結果は、先月の初めに出た、奇跡的なタイムほどにはなりませんでしたが、それに準ずるグッドタイムでした。このあいだ娘とお喋りをしていて、「近く精密検査を受診してみないと、これからのことは何もわからないけれど、もし将来左側の視力を失うことになったとしても、右側の目だけで泳ぎ続けようと思うのよ。もし・・・万一・・・その時のことを思って、実は昨日クラブのプールで、左側の目を閉じて泳ぐ練習をしてきちゃった!」と言うと、「もう、ママったら!」と娘が苦笑し、自分自身でも大笑いしてしまいました。

まさか現実に、あんなハプニングが起きるとは思ってもみませんでした。その瞬間は、心臓がとまるかと思うほどの驚きと恐怖でした。でもどうすることも出来ないので、必死で最後まで泳いだというのが真実でした。片目で泳ぐのは初体験だったので、かなり深重になったけれど、でも最後の25メートルは、それなりに全力ダッシュもしました。ずれたゴーグルの隙間から水が滲んできていて、最後のゴールの壁は、右目でも完全に確認出来ず、激突状態でゴールインしました。

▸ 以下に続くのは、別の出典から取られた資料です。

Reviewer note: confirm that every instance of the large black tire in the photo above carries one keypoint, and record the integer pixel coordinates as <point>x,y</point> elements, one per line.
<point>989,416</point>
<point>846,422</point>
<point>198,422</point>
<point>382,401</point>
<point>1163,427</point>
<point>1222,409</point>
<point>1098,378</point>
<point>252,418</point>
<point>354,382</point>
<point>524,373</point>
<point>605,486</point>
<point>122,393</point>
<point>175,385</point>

二種目とも表彰状をいただいて、遠い遠い会場から、またまた電車を乗り継ぎ、乗り継ぎ、自宅に戻ったときには、その日の大きな体験のために疲労困憊し、そのままリビングに倒れてしまいました。死んだように眠った一夜が明けて、美味しく美味しく朝食を食べた私は、思いがけず身にふりかかったハプニング、冗談で言ったはずの言葉が、「瓢箪から駒」となった出来事をふりかえり、これは天の啓示であったと思いました。少々のことなら、これから先何が起きても乗り越えられる、人生の最後まで希望を捨てず、やりたいと願うことを実現するため、精一杯前向きに生きていこうと思えるようになりました。

ps:目のことについて、ご自身のご体験や、お薦めのクリニックなど、本当にたくさんのお優しいコメントをいただきありがとうございました。元気でがんばります。